1. Hire known collaborators

Some people work well together. Some will try to undermine their colleagues to gain your favor. We’ve worked with both kinds, and there’s nothing good about the latter. Be sure you’re clear about which consultant does what, and what their expectations are. And look at firms that respect each other and are comfortable working together—maybe even have a track record of working well together.

2. Hire consultants who are willing to challenge each other

Just because I understand my lane doesn’t mean you should expect me to always stay in it. You want your consultants to challenge not just you and your organization, but each other. Your consultants should all be working for the benefit of your organization, and they should be able to share their opinions respectfully if they disagree with each other’s advice.

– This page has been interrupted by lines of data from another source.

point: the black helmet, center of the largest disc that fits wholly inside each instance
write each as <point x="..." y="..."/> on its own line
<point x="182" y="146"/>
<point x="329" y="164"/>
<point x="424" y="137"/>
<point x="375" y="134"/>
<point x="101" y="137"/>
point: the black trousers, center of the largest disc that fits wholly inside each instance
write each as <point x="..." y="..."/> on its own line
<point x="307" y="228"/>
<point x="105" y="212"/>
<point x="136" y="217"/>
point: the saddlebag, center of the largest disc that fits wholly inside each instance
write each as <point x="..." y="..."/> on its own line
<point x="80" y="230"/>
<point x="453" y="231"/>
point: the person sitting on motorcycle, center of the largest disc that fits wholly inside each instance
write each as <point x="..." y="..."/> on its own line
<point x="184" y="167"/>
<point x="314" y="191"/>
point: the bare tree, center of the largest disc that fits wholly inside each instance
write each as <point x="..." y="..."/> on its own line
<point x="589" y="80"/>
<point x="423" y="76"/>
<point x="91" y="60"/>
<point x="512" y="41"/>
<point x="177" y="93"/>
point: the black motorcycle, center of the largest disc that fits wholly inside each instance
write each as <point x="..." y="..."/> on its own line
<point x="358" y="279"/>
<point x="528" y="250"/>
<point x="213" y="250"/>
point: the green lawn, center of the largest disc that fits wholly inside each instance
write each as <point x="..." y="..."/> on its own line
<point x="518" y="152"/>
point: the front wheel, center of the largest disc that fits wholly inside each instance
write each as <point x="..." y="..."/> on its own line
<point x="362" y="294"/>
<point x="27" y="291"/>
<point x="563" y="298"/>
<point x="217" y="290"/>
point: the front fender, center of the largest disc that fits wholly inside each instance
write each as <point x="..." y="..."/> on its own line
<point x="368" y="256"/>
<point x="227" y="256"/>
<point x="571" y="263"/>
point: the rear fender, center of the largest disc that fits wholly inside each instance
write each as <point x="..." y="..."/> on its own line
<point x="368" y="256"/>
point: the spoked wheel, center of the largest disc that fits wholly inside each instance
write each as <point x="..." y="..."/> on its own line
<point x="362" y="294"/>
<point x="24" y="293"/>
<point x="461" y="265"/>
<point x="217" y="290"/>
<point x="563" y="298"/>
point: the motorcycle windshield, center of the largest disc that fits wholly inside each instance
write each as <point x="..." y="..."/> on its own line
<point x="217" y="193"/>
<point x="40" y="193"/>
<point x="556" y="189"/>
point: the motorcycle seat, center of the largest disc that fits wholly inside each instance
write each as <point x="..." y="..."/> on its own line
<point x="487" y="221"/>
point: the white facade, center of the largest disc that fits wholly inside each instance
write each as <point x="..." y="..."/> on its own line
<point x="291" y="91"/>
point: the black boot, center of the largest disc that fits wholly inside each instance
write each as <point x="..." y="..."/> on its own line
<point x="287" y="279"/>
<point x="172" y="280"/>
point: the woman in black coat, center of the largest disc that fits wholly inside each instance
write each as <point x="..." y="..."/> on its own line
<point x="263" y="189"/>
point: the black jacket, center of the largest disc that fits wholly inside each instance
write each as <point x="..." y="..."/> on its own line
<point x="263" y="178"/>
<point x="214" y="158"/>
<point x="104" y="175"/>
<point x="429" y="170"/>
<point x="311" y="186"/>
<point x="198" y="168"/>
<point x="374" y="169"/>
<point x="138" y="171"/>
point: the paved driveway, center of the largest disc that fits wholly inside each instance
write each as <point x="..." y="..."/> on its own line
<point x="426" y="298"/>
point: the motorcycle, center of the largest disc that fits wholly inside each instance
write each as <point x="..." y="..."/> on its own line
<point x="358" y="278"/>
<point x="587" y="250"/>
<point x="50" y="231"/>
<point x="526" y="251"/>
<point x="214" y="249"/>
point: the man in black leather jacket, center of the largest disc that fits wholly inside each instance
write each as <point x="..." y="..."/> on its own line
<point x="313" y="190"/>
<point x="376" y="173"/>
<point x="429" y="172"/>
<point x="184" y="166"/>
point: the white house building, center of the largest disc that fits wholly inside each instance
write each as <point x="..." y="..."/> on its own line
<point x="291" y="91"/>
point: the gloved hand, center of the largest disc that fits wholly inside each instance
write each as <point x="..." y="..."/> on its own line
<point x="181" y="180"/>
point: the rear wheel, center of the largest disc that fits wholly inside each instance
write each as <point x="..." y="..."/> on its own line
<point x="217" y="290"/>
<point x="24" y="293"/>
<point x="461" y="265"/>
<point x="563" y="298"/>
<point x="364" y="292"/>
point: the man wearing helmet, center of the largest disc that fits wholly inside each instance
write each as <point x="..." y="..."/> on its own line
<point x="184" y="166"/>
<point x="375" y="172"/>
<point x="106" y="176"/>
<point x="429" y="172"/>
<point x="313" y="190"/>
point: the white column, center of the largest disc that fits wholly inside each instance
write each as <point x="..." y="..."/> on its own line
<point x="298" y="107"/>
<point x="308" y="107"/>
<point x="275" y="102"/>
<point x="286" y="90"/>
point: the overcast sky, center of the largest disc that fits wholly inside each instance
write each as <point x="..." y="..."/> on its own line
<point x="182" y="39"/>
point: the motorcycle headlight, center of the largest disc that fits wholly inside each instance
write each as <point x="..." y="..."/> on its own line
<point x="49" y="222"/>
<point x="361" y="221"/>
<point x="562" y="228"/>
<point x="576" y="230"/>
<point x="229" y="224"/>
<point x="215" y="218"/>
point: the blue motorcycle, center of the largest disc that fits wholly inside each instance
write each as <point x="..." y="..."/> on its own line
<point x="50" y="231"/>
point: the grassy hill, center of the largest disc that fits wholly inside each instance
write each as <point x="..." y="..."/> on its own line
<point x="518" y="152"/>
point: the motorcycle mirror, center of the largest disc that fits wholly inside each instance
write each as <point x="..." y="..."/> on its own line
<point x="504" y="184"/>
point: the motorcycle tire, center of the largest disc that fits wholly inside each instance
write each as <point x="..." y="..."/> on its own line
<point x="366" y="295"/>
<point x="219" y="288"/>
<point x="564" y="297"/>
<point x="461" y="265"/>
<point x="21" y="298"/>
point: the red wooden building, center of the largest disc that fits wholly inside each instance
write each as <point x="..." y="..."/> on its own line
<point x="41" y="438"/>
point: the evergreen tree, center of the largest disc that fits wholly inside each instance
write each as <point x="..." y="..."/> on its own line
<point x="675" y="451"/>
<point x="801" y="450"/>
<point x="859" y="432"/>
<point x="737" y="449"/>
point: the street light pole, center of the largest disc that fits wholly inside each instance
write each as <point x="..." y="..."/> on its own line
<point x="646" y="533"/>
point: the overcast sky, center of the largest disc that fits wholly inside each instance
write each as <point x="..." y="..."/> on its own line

3. Assign one to rule them all

Developing a team of trusted consultants and agency advisors can make you smarter—but sometimes it can feel like too many chiefs and not enough accountability. Consider making one agency your coordinator: your project manager, convener, lead strategy partner. This doesn’t have to diminish everyone else’s role; rather, it provides a framework in which the entire team can operate efficiently and collaboratively, with clear expectations for responsibilities, deliverables, and results.

4. Consider one resource for overall analysis

On that last note: Think about hiring an unbiased resource for analysis and reporting. Are you reaching your goals? Are you reaching your audiences effectively? What could you do better? What’s going really well? You should certainly let all of your consultants report on their results and state their cases. But consider asking the consultant you trust the most to examine it all in greater depth.

Finally, remember this: Consultants are replaceable. If the team you’ve assembled isn’t working, fire somebody. Find an agency that’s a better fit. That’s one of the biggest benefits of working with firms: They’re not on the payroll.

But if you choose the right ones, they’ll be as devoted to you and your success as any employee. Manage them effectively, and everybody wins.